One reason that it took so long to get the film to the screen was because Selznick only wanted one man to play Rhett Butler, Clark Gable. Gable was under contract to MGM, who wasn’t about to lend Gable to another studio. Lending actors to other studios to make movies was a common practice, but by the late 30’s Gable was such a hot property and screen idol that MGM wouldn’t lend him. To give you an idea of just how idolized Gable was, check out this video of a pre-Oz Judy Garland singing a love song to a Gable photograph:

In order to get Gable, Selznick negotiated an exorbitant deal with Sam Goldwyn’s father-in-law, Louis B. Mayer, in which he took on huge financial obligation, and gave MGM distribution rights.

But. He got Gable.

And for Scarlett O’Hara? The drama was no less intense. Selznick, for publicity, announced a 1400-person casting call for actresses to read and audition for the part. The gimmick did generate a swell of publicity for the film, but didn’t produce someone for the role.
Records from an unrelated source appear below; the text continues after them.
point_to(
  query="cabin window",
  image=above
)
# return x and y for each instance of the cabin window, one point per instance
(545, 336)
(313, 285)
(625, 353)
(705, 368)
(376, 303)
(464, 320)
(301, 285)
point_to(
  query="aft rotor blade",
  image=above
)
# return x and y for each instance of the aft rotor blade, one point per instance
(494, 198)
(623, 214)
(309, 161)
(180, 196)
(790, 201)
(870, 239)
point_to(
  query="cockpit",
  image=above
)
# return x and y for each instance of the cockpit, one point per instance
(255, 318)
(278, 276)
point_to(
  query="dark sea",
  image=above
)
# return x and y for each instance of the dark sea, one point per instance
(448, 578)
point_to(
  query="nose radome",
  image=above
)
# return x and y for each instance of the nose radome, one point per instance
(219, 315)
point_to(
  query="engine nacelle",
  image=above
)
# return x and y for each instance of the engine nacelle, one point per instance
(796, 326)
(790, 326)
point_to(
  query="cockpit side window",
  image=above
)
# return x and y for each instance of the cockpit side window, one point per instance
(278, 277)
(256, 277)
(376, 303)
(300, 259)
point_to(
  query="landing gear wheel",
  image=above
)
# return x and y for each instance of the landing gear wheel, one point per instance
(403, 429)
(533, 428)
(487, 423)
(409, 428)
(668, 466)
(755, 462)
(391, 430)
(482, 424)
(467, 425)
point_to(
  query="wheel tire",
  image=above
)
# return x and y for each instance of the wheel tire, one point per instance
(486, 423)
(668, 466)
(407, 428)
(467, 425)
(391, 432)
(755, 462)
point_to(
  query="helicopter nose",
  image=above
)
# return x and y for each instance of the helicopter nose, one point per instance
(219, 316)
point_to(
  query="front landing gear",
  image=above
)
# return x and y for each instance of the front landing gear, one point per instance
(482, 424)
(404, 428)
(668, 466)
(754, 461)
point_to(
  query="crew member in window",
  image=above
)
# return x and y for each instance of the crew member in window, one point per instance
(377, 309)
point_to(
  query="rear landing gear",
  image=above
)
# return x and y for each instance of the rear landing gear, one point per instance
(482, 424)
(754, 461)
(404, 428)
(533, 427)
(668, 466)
Instead, a veritable Who’s Who of Hollywood actresses (and their agents) were lobbying and working the phones for the part of Scarlett, including Katherine Hepburn, Jean Arthur, Tallulah Bankhead, Joan Bennett, Paulette Goddard, Susan Hayward, Vivien Leigh, and Lana Turner. In the end, it came down to Paulette Goddard (who had starred opposite Gable in It Happened One Night, in 1934) and Vivien Leigh; Selznick’s choice was Goddard, but controversy over her marriage to Charlie Chaplin caused him to opt for Leigh.

Despite the casting problem, the end result was that Gone With The Wind won ten Oscars and became the all-time grossing movie production up to that time; it took another 25 years for a film to earn more than GWTW. According to Wikipedia, when adjusted for monetary inflation, is still the most successful film in box-office history.